What’s important to note is these moms may not be seen. Maybe it’s a mental illness, multiple sclerosis, rheumatoid arthritis, or a thousand other things. All disabilities have challenges, but an invisible illness lacks the consideration of society. And we’re taught to just put a smile on our face and pretend like we’re not in daily exhausting pain.
These have been my own struggles over the last seven months as I suddenly found myself disabled. On June 29, 2021, my life changed forever. I have suffered from a spinal CSF (cerebrospinal fluid) leak for 7 months that leaves me bedridden, unable to lift my head upright for more than 30-60 minutes at a time depending on the day. This happens because I have a tiny hole at the base of my spine that is leaking out fluid. That cerebrospinal fluid is needed to keep your brain afloat within your skull.
When I’m laying down, I feel okay. The second I elevate my head in any way (sitting, standing, multiple pillows), it feels like my brain is being sucked down into my neck with a straw thanks to gravity.
With a seven-month-old and a two-year-old at the time, I had to leave my job as a pharmacist. I had to rent out my house and move in with my in-laws for childcare. My husband is completely burned out, with his PTO being used up to take me to out of state medical appointments instead of that much needed vacation.
First, isolating with COVID and now this, I worry about my children.
No more vacations. No more weekend outings. Hell, I can’t even take my kids on a walk around the neighborhood. There have been rock-bottom points where I wonder if my family would just be better off without me.
But then I worked through the stages of grief. I’ve slowly adjusted to not only accept, but even enjoy some aspects of my new life. For one thing, I’m home with my children every day. I watched my son’s first steps which I missed with my daughter while I was at work.
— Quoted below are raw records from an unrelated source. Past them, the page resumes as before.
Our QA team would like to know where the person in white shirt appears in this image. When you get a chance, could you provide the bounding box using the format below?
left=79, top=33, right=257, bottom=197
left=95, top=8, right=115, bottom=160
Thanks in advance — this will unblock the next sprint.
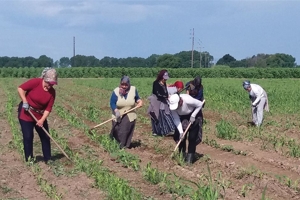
left=169, top=94, right=204, bottom=164
left=243, top=81, right=269, bottom=126
left=167, top=81, right=184, bottom=95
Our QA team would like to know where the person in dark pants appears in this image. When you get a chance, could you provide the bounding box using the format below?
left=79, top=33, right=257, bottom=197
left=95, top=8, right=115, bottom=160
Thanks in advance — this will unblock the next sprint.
left=147, top=69, right=176, bottom=136
left=18, top=68, right=57, bottom=162
left=110, top=76, right=143, bottom=148
left=169, top=94, right=204, bottom=164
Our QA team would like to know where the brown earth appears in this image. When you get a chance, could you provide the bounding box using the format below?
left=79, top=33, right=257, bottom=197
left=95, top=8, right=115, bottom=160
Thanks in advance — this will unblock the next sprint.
left=0, top=79, right=300, bottom=200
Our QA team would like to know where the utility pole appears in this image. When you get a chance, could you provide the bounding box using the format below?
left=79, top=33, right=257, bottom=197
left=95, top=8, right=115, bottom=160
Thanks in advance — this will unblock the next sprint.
left=198, top=39, right=204, bottom=68
left=73, top=36, right=76, bottom=67
left=191, top=28, right=194, bottom=68
left=73, top=36, right=75, bottom=57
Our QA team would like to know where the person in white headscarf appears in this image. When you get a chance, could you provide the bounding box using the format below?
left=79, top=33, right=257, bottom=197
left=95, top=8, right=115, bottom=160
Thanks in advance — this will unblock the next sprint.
left=110, top=76, right=143, bottom=148
left=243, top=81, right=269, bottom=126
left=18, top=68, right=58, bottom=163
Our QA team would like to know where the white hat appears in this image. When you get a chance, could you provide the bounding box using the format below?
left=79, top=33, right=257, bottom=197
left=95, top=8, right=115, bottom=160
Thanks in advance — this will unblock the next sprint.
left=169, top=94, right=180, bottom=110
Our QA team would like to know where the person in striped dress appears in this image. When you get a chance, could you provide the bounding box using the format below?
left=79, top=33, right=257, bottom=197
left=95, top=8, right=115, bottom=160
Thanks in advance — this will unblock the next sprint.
left=148, top=70, right=176, bottom=136
left=110, top=76, right=143, bottom=148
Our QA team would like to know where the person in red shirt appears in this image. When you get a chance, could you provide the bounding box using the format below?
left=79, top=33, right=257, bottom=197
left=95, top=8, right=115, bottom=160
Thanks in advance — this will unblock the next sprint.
left=18, top=68, right=57, bottom=163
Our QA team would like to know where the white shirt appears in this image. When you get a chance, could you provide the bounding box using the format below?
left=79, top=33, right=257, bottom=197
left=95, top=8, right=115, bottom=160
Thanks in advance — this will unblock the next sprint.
left=249, top=83, right=265, bottom=105
left=171, top=94, right=203, bottom=134
left=167, top=86, right=177, bottom=95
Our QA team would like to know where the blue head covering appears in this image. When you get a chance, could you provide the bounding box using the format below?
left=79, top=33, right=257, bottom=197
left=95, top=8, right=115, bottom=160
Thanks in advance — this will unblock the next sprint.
left=119, top=76, right=130, bottom=96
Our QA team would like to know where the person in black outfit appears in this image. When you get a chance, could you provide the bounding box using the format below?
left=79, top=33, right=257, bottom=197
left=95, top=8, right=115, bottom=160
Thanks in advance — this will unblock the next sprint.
left=148, top=70, right=176, bottom=136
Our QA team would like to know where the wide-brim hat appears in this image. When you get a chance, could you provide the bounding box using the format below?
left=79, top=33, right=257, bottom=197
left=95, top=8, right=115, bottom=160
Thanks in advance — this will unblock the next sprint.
left=169, top=94, right=180, bottom=110
left=44, top=69, right=57, bottom=85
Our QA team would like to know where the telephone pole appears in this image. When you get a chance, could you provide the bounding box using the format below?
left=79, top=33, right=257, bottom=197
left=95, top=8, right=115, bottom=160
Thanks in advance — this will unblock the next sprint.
left=191, top=28, right=194, bottom=68
left=73, top=36, right=75, bottom=57
left=198, top=39, right=204, bottom=68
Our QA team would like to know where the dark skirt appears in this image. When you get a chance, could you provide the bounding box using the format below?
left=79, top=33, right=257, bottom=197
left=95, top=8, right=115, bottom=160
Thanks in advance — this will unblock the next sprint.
left=151, top=109, right=176, bottom=136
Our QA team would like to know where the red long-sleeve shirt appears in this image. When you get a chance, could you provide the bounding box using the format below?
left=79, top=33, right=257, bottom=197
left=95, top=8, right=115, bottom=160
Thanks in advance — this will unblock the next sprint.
left=19, top=78, right=55, bottom=121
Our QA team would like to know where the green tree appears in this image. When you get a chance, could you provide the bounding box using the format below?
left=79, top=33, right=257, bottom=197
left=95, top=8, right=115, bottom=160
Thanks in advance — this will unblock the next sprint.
left=266, top=53, right=296, bottom=67
left=59, top=57, right=71, bottom=67
left=157, top=54, right=181, bottom=68
left=216, top=54, right=236, bottom=66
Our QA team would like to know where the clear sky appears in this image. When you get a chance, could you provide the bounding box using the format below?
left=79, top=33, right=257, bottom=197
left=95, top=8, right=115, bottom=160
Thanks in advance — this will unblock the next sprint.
left=0, top=0, right=300, bottom=64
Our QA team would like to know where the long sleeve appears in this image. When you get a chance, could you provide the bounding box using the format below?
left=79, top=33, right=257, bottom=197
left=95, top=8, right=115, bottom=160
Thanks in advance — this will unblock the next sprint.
left=250, top=84, right=264, bottom=105
left=171, top=110, right=183, bottom=134
left=110, top=92, right=118, bottom=111
left=152, top=81, right=168, bottom=99
left=176, top=94, right=203, bottom=117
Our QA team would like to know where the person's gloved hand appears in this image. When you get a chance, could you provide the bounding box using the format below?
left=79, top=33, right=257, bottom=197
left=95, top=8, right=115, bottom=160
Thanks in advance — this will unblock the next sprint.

Patience was a skill I once struggled with, but now dominate with flying colors. I’m now finding a new line of work, where I have a new purpose and can contribute to my family.
I allow myself a once a month cry session in the shower or in bed with a glass of wine watching a sappy movie. I always feel better after.
So whatever disability you’re living with, here are some tips that have seen me through as a disabled mom:
1. Take care of yourself first.
And not like a “make time for a spa day” (which really just adds to things I need to do). Make sure you take breaks when you need to throughout the day and know when to say no to obligations. You’ll be a happier mother when your needs are met.
2. Embrace the little joys that life brings us.
Maybe it’s a silly noise your baby makes, your toddler fumbling through words, or that time with your spouse when the kids are sleeping.
3. Find the silver lining in your situation.
Think of all the things you are giving your child: compassion, empathy, more quality family time. It’s best to focus on the positives, then to dwell on things we cannot control.
4. Have a “cry day” once in a while.
It’s important to acknowledge your feelings and if this is a new disability, to grieve your old self. I allow myself a once a month cry session in the shower or in bed with a glass of wine watching a sappy movie. I always feel better after.
5. Seek out support.
Whatever type of support you may need. Family, friends, church to help with your daily chores. Seek medical help for the days that really get you down or if you’re having any feelings of depression.
So, to the disabled mothers out there, it’s hard.
It’s hard to adjust your plans around an illness, but plan on making wonderful memories with your family.
It’s hard to not be able to control your health, but control the way you think about it.
But guess what disabled mama? You’re doing a great job.